Desde de tempos remotos, as restrições e as proibições de acesso a armas de fogo vêm sendo utilizadas como maneira de controle social. Tendo como consequência a retirada dos cidadãos do seu direito natural (e inalienável) da autodefesa, bem como da possibilidade de se insurgirem contra governos opressores. Fato que está historicamente documentado, sendo corajosamente denunciado por importantes defensores destas liberdades individuais, e que, por isso, não será aqui abordado, para se evitar o prolongamento deste texto.

Nesta breve análise, o foco será a veiculação de leis estaduais que, a pretexto de se impor proibições a prática da caça (inclusive de espécies nocivas da fauna exótica invasora), pretendem, inequivocamente, aumentar o sistema de punições contra aqueles que, dentro da legalidade, estão legitimados a possuir armas de fogo e a praticar esta modalidade de controle ambiental.

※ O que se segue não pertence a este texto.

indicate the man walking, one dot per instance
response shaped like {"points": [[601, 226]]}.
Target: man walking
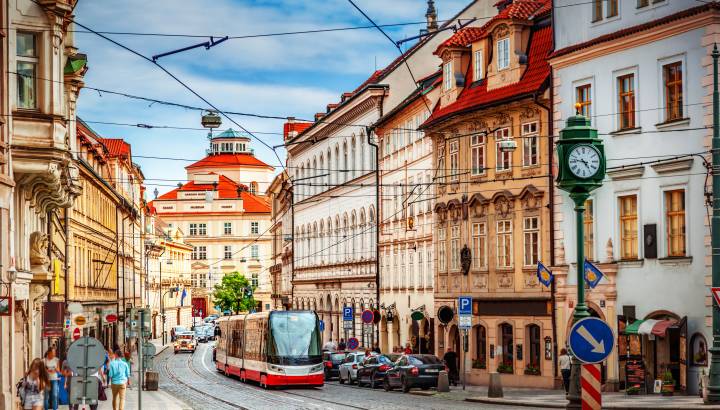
{"points": [[119, 380]]}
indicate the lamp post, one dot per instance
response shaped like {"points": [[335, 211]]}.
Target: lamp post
{"points": [[581, 170], [713, 395]]}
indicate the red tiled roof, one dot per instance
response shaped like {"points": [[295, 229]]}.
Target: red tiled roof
{"points": [[534, 78], [296, 127], [226, 188], [116, 146], [636, 29], [228, 160]]}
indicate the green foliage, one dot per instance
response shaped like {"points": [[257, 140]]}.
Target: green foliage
{"points": [[231, 293]]}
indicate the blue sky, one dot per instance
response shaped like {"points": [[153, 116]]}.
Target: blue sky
{"points": [[294, 75]]}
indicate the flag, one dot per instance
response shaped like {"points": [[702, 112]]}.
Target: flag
{"points": [[592, 274], [544, 275]]}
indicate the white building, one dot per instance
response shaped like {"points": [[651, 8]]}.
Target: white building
{"points": [[641, 71]]}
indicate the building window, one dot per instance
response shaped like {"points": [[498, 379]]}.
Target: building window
{"points": [[479, 250], [442, 237], [626, 101], [447, 75], [589, 230], [504, 159], [531, 228], [612, 8], [675, 220], [530, 144], [199, 253], [583, 98], [477, 65], [454, 161], [504, 244], [455, 247], [672, 75], [503, 53], [27, 67], [628, 227], [477, 148]]}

Episódio recente ocorreu no Estado de São Paulo. Agora, em junho de 2018, foi publicada a LEI Nº 16.784, DE 28 DE JUNHO DE 2018, cujos trechos de interesse são abaixo reproduzidos:

“...Art. 1º - Fica vedada a caça, em todas as suas modalidades, sob qualquer pretexto, forma e para qualquer finalidade, em todo o Estado de São Paulo.

Parágrafo único - Para os efeitos desta lei, considera-se caça a perseguição, o abate, a apanha, a captura seguida de eliminação direta de espécimes, ou a eliminação direta de espécimes, bem como a destruição de ninhos, abrigos ou de outros recursos necessários à manutenção da vida animal.

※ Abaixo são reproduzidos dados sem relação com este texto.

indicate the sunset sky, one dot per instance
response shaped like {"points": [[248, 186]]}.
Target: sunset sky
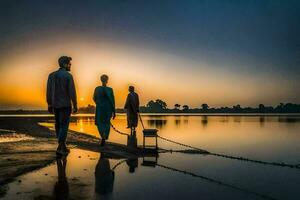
{"points": [[188, 52]]}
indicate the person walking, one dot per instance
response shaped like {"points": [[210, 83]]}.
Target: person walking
{"points": [[105, 108], [61, 95], [132, 107]]}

Art. 2º - A proibição abrange animais domésticos ou domesticados, silvestres, nativos ou exóticos e seus híbridos, encontrados em áreas públicas ou privadas, exceção feita aos animais sinantrópicos.

Art. 3º - O controle populacional, manejo ou erradicação de espécie declarada nociva ou invasora não poderão ser realizados por pessoas físicas ou jurídicas não governamentais.

...

Art. 4º - A violação ao estabelecido nesta lei constitui conduta sujeita à imposição de sanção pecuniária fixada em 150 (cento e cinquenta) Ufesps, dobrada na reincidência...”

Por esta lei paulista, portanto, a única exceção feita foi aos chamados “animais sinantrópicos”, quais sejam:

Abelha, Aranha, Barata, Carrapato, Escorpião, Formiga, Lacraia ou centopéia, Morcego, Mosca, Mosquito, Pombo, Pulga, Rato, Taturana, Vespa 

(http://www.prefeitura.sp.gov.br/cidade/secretarias/saude/vigilancia_em_saude/controle_de_zoonoses/animais_sinantropicos/index.php).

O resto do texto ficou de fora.